Economists here say that although Japan's economy is growing, it is not growing nearly fast enough to keep pace with other countries, especially booming China and much of the rest of Asia.

Japan, in many ways, continues to keep out foreign capital and foreign management. It ranks last in foreign direct investment among the 30 members of the Organization for Economic Cooperation and Development, and second to last in venture capital investment.

Its market for initial public offerings is shrinking because of onerous regulation, according to the Nihon Keizai Shimbun, the country's leading financial newspaper.

As stock markets boomed across the rest of Asia last year, stocks here declined by nearly 12 percent. They are off another 11 percent so far this year. Two major investment firms here say Japan has fallen into recession.

Many foreign investors are pulling their money out of Japan and looking elsewhere for good long-term return, said Hiromichi Shirakawa, chief economist in Tokyo for Credit Suisse.
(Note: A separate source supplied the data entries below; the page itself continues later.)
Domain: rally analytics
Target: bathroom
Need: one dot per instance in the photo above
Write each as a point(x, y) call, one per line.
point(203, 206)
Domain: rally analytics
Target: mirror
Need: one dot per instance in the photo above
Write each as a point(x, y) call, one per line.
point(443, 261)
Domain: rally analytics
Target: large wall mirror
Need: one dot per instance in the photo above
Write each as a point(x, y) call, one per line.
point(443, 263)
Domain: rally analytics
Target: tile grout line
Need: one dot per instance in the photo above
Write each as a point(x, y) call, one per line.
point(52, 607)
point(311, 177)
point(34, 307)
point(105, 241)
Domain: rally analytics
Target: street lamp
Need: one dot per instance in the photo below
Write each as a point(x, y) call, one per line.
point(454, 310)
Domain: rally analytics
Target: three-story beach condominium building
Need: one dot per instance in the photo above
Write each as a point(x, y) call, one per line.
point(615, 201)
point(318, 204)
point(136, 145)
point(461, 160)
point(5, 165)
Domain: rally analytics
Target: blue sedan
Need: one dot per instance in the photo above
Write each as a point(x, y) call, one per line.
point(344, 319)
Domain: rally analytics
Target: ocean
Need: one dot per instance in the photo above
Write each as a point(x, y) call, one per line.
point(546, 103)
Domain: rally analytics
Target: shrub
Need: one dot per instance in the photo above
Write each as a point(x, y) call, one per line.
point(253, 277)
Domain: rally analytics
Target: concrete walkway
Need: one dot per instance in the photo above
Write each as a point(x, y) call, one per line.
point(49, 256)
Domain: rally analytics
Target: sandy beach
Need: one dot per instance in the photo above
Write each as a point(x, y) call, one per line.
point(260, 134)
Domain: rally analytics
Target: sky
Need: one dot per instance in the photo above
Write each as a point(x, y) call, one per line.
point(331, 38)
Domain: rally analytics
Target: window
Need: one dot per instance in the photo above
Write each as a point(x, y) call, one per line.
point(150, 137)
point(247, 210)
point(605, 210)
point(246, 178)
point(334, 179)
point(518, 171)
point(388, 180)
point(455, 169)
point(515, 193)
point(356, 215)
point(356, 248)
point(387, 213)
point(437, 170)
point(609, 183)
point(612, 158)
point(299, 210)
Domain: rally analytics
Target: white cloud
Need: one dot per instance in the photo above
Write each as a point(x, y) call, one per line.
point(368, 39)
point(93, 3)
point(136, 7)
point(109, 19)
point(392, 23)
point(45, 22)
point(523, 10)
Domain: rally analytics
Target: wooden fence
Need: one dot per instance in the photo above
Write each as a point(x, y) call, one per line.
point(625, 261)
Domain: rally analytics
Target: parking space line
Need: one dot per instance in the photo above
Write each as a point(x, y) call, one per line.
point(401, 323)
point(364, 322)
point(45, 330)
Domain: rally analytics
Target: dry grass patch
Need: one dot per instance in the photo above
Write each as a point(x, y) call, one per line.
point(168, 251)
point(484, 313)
"Japan has failed to generate any interesting investment themes," he said. "Inside this country there is a very limited sense of urgency."

Shirakawa says there are good reasons to be urgently concerned, even about the one area of Japan's economy that remains relatively strong: manufacturing.

"Over the medium to long term, I think that Japanese manufacturers cannot survive because of international competitive pressures," he said.

In the classes he teaches at Tokyo's Keio University, Shumpei Takemori compares Japan's passive acceptance of economic slippage to that of a frog swimming in a dish of slowly warming water. "Our problem is that the frog is already boiled," said Takemori, a professor of economics. "It doesn't have enough energy to jump."